A few days ago I read a blog entry by chromatic about the kind of things that people learn in Computer Science programs these days. He was talking about the difference between theoretical computer science and the kind of skills you need to make it as a professional programmer, two things that are somewhat related but nowhere near identical. That dichotomy is interesting, but it's not what I want to talk about today. I want to talk about the million and one bits of information that have come out of the CS world but that for one reason or another you don't really learn in a CS degree.
Every CS major back at RPI had to write an implementation of strstr at some point, but I don't remember ever learning about better ways to do it than the naive algorithm. At some point between then and now I heard the term "Boyer-Moore Algorithm", but until today I never actually read the paper and saw how it worked.
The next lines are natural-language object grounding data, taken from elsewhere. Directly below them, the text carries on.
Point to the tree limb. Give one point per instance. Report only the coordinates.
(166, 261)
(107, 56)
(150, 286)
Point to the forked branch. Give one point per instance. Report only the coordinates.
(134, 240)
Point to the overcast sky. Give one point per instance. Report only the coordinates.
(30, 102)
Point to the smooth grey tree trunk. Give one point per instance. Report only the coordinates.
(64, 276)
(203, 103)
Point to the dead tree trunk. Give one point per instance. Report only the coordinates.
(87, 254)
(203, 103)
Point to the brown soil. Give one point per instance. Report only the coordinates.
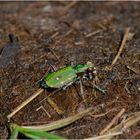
(62, 28)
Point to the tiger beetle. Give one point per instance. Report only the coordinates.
(64, 77)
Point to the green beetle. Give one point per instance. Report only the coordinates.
(66, 76)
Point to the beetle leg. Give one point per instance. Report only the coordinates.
(52, 66)
(82, 93)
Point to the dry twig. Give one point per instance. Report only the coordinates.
(60, 123)
(41, 107)
(121, 47)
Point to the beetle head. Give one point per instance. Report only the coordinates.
(42, 84)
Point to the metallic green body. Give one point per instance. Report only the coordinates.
(65, 76)
(61, 77)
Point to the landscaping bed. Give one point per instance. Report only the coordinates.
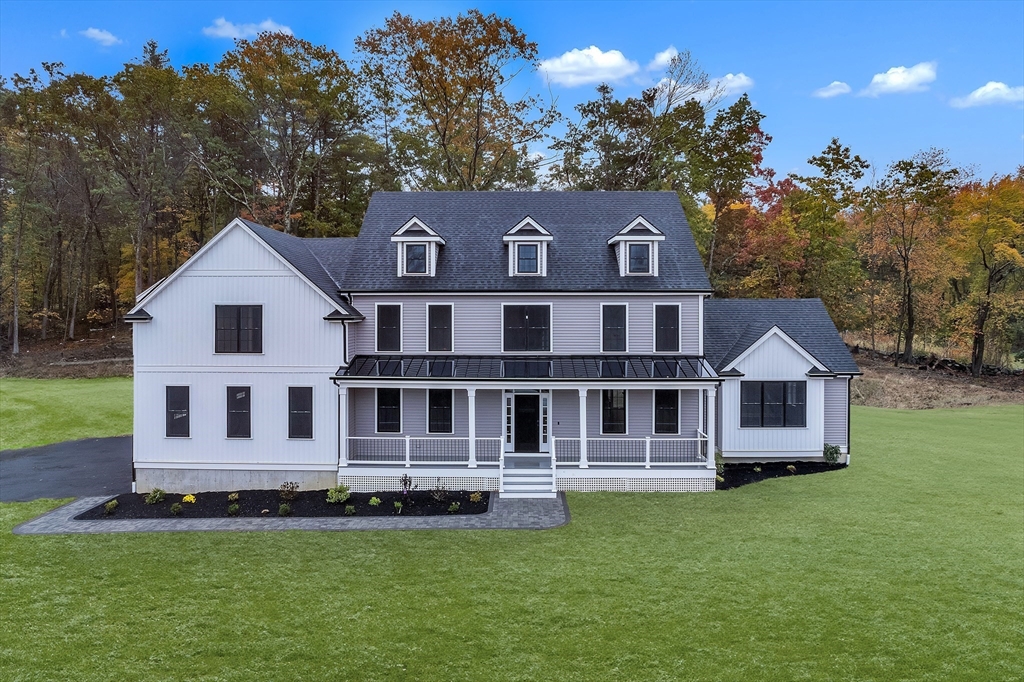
(742, 474)
(304, 504)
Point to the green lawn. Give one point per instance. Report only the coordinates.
(908, 565)
(36, 412)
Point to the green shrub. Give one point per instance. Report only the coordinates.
(832, 453)
(338, 495)
(155, 497)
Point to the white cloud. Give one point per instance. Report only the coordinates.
(104, 38)
(663, 58)
(992, 92)
(221, 28)
(833, 89)
(901, 79)
(588, 66)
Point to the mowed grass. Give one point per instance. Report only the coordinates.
(905, 566)
(37, 412)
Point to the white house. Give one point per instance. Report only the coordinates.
(521, 342)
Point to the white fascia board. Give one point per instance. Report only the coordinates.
(775, 331)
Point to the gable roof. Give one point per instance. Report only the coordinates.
(733, 325)
(476, 259)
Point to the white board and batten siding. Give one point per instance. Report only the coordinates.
(576, 322)
(774, 359)
(176, 348)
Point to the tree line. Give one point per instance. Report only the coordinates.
(111, 182)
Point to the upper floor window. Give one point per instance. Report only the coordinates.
(667, 329)
(773, 403)
(389, 328)
(613, 329)
(527, 328)
(240, 329)
(416, 259)
(439, 329)
(639, 259)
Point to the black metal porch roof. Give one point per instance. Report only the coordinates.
(625, 368)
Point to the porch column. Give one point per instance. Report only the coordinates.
(342, 426)
(712, 391)
(583, 429)
(471, 401)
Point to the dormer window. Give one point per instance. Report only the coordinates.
(418, 249)
(527, 245)
(636, 248)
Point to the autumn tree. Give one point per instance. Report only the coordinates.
(438, 91)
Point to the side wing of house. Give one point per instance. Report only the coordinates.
(232, 366)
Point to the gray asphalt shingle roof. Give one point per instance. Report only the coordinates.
(732, 325)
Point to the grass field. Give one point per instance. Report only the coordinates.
(36, 412)
(905, 566)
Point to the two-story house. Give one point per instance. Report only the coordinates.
(521, 342)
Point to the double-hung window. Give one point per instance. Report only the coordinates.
(240, 329)
(300, 412)
(177, 412)
(439, 329)
(239, 412)
(612, 329)
(667, 329)
(773, 403)
(389, 411)
(613, 411)
(527, 328)
(667, 412)
(389, 329)
(439, 411)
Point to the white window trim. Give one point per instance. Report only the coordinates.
(653, 412)
(401, 328)
(626, 412)
(551, 332)
(187, 437)
(601, 347)
(426, 340)
(401, 414)
(679, 328)
(426, 424)
(312, 414)
(251, 410)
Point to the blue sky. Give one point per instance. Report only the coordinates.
(908, 76)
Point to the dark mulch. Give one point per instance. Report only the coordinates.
(741, 474)
(306, 503)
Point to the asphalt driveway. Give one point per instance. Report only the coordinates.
(73, 469)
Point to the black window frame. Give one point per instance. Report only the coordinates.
(300, 415)
(431, 328)
(608, 410)
(392, 405)
(605, 347)
(530, 334)
(238, 330)
(440, 415)
(630, 258)
(175, 413)
(519, 259)
(381, 331)
(408, 260)
(662, 412)
(662, 333)
(786, 408)
(240, 413)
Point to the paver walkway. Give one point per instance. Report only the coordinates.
(502, 514)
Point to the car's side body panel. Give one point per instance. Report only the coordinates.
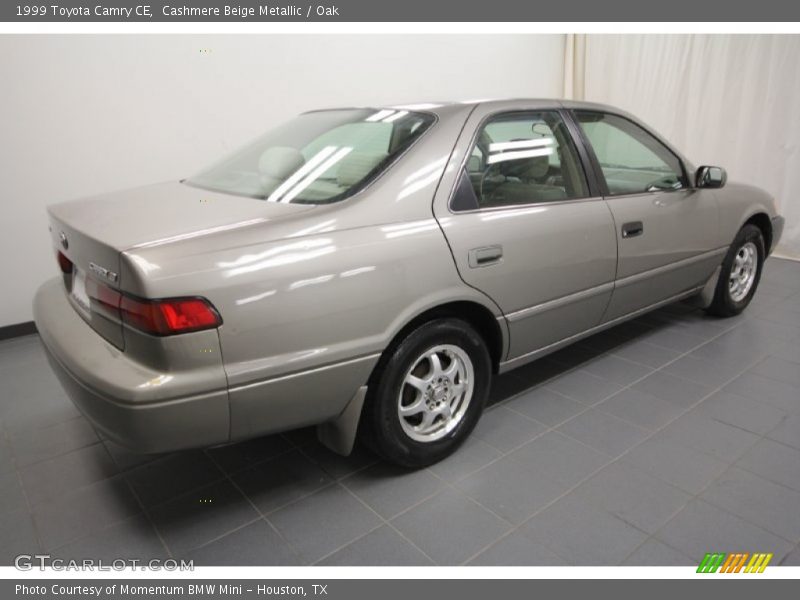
(556, 272)
(678, 250)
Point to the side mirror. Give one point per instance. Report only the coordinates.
(710, 177)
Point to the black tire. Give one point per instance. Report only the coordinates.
(381, 428)
(723, 304)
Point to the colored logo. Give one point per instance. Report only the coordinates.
(734, 562)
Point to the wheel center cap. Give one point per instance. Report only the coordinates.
(439, 393)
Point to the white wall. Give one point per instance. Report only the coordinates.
(81, 115)
(729, 100)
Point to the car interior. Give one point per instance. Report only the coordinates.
(524, 160)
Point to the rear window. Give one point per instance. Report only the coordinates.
(318, 157)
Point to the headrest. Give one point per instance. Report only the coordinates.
(534, 167)
(355, 166)
(279, 162)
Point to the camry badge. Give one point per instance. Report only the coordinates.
(103, 272)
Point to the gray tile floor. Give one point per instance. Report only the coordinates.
(652, 443)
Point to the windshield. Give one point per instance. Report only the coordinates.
(318, 157)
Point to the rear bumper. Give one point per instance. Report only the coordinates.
(777, 231)
(130, 403)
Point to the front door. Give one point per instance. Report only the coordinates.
(524, 227)
(667, 231)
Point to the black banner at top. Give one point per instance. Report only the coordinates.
(398, 11)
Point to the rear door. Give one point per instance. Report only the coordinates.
(667, 231)
(525, 226)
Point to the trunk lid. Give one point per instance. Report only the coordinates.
(92, 233)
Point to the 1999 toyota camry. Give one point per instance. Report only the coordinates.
(368, 270)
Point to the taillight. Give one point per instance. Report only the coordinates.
(169, 316)
(64, 263)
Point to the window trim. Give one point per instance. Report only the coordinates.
(592, 187)
(595, 162)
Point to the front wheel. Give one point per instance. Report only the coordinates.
(427, 393)
(740, 273)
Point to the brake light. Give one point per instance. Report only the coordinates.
(64, 263)
(169, 316)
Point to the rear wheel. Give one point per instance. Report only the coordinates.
(427, 394)
(740, 273)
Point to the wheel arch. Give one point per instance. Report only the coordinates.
(764, 223)
(476, 314)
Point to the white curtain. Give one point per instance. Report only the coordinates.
(729, 100)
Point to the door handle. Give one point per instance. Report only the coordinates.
(632, 229)
(487, 255)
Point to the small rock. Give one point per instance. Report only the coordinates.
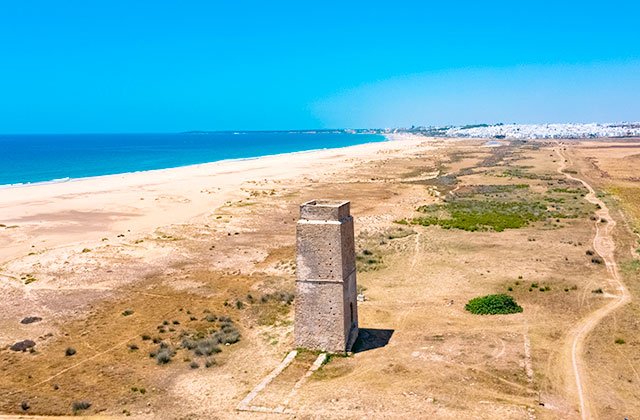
(23, 345)
(31, 320)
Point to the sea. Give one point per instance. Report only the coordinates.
(28, 159)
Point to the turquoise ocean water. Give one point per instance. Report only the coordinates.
(40, 158)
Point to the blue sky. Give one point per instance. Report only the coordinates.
(158, 66)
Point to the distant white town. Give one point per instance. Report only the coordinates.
(536, 131)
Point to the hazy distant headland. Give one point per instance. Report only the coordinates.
(499, 130)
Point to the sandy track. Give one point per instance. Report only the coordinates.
(604, 246)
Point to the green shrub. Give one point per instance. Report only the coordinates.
(493, 305)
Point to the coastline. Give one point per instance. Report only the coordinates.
(82, 211)
(221, 161)
(71, 178)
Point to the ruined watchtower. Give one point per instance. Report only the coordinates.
(326, 315)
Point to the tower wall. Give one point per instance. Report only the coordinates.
(326, 313)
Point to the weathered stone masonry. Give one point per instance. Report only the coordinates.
(326, 313)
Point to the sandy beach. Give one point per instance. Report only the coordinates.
(81, 212)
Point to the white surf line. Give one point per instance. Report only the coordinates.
(605, 247)
(245, 403)
(315, 366)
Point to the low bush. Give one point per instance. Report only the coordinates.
(30, 320)
(493, 305)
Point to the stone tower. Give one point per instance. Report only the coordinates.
(326, 312)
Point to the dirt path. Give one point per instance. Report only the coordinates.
(604, 246)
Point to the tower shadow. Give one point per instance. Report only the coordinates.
(371, 338)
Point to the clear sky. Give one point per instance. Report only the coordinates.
(157, 66)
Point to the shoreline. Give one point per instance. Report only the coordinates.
(82, 211)
(386, 138)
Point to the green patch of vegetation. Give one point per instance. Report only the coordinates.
(493, 305)
(478, 215)
(568, 190)
(631, 267)
(519, 172)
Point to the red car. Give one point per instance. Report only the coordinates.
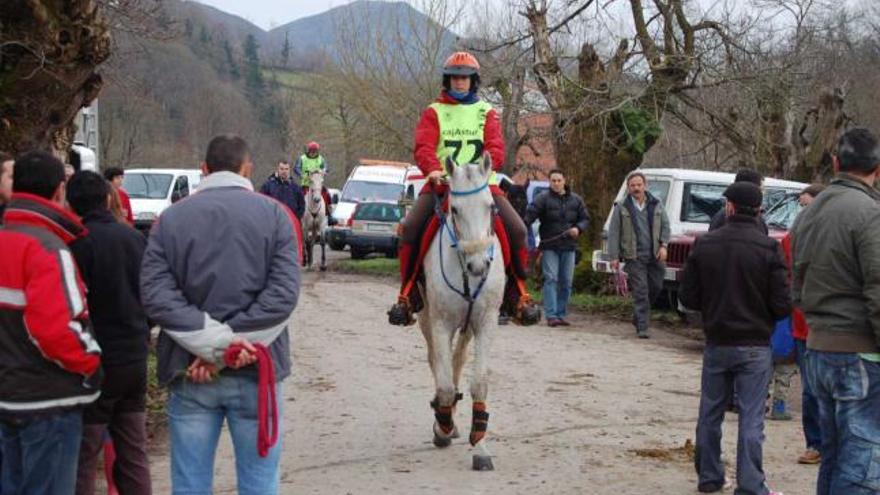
(779, 219)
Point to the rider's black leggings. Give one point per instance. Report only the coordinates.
(418, 217)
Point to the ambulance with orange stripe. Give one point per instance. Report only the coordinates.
(372, 181)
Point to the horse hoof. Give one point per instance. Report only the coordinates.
(442, 442)
(483, 463)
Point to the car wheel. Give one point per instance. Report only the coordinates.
(357, 254)
(336, 244)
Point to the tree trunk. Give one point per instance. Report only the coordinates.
(513, 99)
(49, 50)
(818, 136)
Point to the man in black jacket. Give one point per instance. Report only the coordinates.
(285, 190)
(109, 258)
(736, 277)
(637, 236)
(563, 218)
(744, 175)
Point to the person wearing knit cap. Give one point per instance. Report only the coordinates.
(744, 175)
(736, 277)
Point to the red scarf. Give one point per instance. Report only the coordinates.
(266, 401)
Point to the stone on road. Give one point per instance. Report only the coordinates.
(584, 409)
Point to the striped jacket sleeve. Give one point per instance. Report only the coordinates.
(56, 314)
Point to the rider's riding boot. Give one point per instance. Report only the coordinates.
(527, 312)
(524, 310)
(401, 313)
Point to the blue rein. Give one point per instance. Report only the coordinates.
(472, 191)
(454, 243)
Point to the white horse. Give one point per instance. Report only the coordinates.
(314, 219)
(463, 288)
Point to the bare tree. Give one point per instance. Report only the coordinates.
(607, 112)
(49, 52)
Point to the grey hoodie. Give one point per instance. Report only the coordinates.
(221, 262)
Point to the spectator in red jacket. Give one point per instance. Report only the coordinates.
(49, 359)
(461, 126)
(114, 176)
(810, 407)
(6, 164)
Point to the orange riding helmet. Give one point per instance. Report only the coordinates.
(461, 64)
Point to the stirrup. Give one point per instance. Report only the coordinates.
(401, 313)
(527, 312)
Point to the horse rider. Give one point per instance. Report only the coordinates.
(462, 126)
(309, 162)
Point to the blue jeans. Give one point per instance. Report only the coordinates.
(196, 413)
(748, 369)
(809, 405)
(40, 455)
(848, 391)
(558, 269)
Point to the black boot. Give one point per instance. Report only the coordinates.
(401, 313)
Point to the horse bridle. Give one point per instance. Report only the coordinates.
(469, 247)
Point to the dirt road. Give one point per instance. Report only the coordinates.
(586, 410)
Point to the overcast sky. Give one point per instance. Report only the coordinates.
(270, 13)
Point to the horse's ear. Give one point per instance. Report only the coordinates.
(504, 185)
(450, 166)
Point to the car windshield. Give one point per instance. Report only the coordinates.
(379, 212)
(659, 189)
(781, 216)
(357, 191)
(146, 185)
(701, 201)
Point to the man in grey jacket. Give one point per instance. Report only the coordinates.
(221, 268)
(638, 235)
(836, 250)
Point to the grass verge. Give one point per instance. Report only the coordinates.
(385, 267)
(612, 306)
(157, 396)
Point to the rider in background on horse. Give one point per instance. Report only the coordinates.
(462, 126)
(308, 162)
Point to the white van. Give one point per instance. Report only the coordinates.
(691, 198)
(373, 181)
(153, 189)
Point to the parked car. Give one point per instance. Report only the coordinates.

If I hadn't been poking around in the mod_include source code a few weeks ago I'd never have heard of a BNDM search algorithm. Both of these are really cool ways to do a faster string search, but even with my CS degree I'd never heard of them. Fortunately, I tend to hang out in the kind of places you hear about such things, but do we really want people to learn about these sort of things by accident?
How about techniques for multithreaded programming? If I hadn't read the documentation on the Boost threads library I wouldn't have learned the trick about figuring out lock ordering based on the address of the two mutexes, and if I hadn't been following the writing of Herb Sutter I wouldn't have realized exactly how many ways that solution can break down. If I hadn't read the FreeBSD mailing lists religiously for years I wouldn't have learned about the importance of lock ordering at all, despite the fact that I recall at least two classes back in school that taught the basics of multithreading. This isn't like the string searching stuff, where we're just talking about getting the answer faster, this is about how to write multithreaded programs that actually work at all.
If there's this much more to the topics that I did learn in school, what about the topics I never learned there? That's the thing that really worries me. It seems like it's way too easy to think you're doing things the right way and to be completely and totally wrong. Where should programmers be expected to learn this sort of thing? The thing that really worries me is that most of them just aren't learning them, and as a result are going to spend most of their careers screwing up stuff that collectively we've already figured out, but nobody got around to telling them about it.